Start with a small set that’s easy to explain: RFC-style syntax results, whether the domain resolves, whether MX records are present, and whether the address matches known disposable providers. Add historical outcomes later once you can measure what actually happened after signup.
Use a few clear bands tied to actions, like allow, allow with verification, and block or review. Keep the bands stable at first, then adjust thresholds based on observed outcomes such as bounce rate, complaints, or abuse events.
Store simple reason strings alongside the score, such as “disposable provider” or “domain cannot receive mail.” If a teammate can’t answer “why did we block this?” in one sentence, the model is too hard to operate.
Treat timeouts as “unknown” and retry once before scoring.

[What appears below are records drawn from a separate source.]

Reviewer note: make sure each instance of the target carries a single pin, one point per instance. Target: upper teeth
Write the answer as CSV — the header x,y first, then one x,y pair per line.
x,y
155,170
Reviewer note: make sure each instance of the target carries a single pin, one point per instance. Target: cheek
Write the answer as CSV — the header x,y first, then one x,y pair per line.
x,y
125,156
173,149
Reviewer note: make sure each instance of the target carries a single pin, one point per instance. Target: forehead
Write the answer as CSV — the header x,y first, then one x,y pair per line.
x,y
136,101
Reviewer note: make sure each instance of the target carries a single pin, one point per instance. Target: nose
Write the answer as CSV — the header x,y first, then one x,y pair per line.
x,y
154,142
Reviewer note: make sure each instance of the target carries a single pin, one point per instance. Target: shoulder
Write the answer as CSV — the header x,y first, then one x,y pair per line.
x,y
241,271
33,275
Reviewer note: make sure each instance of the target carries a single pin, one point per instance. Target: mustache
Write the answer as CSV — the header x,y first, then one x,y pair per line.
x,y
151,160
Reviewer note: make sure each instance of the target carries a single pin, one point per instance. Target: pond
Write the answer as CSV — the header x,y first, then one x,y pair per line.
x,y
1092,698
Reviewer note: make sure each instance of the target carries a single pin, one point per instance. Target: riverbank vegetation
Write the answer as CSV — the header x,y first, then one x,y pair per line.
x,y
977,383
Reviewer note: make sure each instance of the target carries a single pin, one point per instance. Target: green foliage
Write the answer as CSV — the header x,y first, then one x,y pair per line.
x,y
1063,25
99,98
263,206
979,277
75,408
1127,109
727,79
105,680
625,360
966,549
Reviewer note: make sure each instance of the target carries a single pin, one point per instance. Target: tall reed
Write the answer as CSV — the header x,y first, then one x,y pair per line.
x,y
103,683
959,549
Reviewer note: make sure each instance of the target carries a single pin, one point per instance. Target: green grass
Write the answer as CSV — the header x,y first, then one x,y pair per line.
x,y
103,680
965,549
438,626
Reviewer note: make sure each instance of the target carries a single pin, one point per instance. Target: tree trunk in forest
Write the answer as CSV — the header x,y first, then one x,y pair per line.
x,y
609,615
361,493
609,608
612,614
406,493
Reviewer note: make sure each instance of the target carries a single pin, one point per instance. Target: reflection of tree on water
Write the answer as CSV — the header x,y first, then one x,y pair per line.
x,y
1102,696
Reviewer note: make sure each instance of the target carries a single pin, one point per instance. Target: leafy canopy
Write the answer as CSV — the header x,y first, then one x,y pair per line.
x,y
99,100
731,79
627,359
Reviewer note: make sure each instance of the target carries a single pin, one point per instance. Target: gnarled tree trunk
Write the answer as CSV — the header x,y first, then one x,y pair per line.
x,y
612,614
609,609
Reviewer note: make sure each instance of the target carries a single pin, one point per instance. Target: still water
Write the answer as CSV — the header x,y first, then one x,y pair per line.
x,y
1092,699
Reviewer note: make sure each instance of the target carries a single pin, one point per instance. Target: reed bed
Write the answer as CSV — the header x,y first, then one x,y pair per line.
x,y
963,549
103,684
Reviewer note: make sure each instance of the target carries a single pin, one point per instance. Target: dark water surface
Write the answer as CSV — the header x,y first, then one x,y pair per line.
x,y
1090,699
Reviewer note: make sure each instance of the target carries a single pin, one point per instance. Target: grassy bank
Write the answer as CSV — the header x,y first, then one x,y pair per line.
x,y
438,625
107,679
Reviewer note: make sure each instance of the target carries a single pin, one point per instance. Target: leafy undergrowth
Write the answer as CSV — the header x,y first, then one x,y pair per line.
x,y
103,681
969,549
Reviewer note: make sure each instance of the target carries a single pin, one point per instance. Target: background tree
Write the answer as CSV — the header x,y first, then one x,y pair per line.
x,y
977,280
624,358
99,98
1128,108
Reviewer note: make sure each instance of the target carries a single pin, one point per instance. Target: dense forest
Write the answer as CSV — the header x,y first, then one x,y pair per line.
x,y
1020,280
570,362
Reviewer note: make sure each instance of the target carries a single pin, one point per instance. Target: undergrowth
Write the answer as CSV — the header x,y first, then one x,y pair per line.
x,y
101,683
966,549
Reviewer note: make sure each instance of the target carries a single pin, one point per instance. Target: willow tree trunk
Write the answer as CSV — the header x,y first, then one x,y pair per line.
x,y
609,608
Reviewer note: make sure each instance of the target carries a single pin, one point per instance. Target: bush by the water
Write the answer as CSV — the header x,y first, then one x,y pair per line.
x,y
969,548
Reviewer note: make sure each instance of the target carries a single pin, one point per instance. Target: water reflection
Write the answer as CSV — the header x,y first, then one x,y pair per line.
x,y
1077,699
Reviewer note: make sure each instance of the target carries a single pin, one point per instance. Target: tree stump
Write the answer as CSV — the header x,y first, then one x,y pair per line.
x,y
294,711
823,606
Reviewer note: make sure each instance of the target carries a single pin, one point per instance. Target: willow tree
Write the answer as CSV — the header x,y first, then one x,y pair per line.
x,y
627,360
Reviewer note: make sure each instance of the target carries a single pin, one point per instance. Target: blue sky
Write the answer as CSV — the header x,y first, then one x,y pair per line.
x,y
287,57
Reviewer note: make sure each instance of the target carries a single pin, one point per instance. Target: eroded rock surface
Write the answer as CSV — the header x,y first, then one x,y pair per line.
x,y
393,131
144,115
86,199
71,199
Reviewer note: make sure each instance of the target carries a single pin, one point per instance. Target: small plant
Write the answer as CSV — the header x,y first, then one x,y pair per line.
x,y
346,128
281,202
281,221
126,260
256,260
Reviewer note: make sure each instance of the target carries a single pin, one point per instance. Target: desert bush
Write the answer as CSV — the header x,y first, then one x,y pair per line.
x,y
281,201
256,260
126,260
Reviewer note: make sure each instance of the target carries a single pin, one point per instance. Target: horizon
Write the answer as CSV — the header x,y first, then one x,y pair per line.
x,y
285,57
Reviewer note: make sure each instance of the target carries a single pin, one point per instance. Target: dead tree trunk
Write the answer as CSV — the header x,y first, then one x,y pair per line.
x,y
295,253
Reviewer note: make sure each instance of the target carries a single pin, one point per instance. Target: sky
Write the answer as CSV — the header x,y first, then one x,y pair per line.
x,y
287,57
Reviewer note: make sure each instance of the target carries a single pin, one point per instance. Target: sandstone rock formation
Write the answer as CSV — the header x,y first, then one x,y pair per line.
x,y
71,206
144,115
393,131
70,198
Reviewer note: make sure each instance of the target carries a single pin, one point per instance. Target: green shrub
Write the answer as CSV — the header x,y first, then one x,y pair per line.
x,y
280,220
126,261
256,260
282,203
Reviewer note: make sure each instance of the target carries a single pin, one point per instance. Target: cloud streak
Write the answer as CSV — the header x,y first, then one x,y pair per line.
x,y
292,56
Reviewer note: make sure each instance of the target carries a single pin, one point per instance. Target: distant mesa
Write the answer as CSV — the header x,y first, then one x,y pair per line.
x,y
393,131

If it’s still unknown, add a small penalty rather than treating it like a hard failure, because temporary DNS issues shouldn’t permanently label real users as high risk.
Disposable detection is very useful, but it shouldn’t automatically mean “block.” A common default is to increase the score and require email verification or limit high-value actions, then tighten or relax based on your conversion and abuse data.
Deliverability risk is about reachability and bounces, while fraud risk is about harmful user behavior like chargebacks or coupon abuse. If you mix them without labeling, teams will argue about what the number means, so either keep two scores or clearly name the single score’s purpose.
Log the inputs you relied on, the final score, the band, the action taken, and a short reason so you can debug decisions later. Keep retention limited and access restricted because email logs are sensitive, and consider storing only what you need for operations and measurement.
Tune using outcomes, not gut feel, by checking whether high-risk signups actually have worse bounce or abuse rates than low-risk ones. Change one thing at a time—often just the threshold—then compare results with a small holdout or A/B test so you can see the tradeoff in false blocks versus prevented abuse.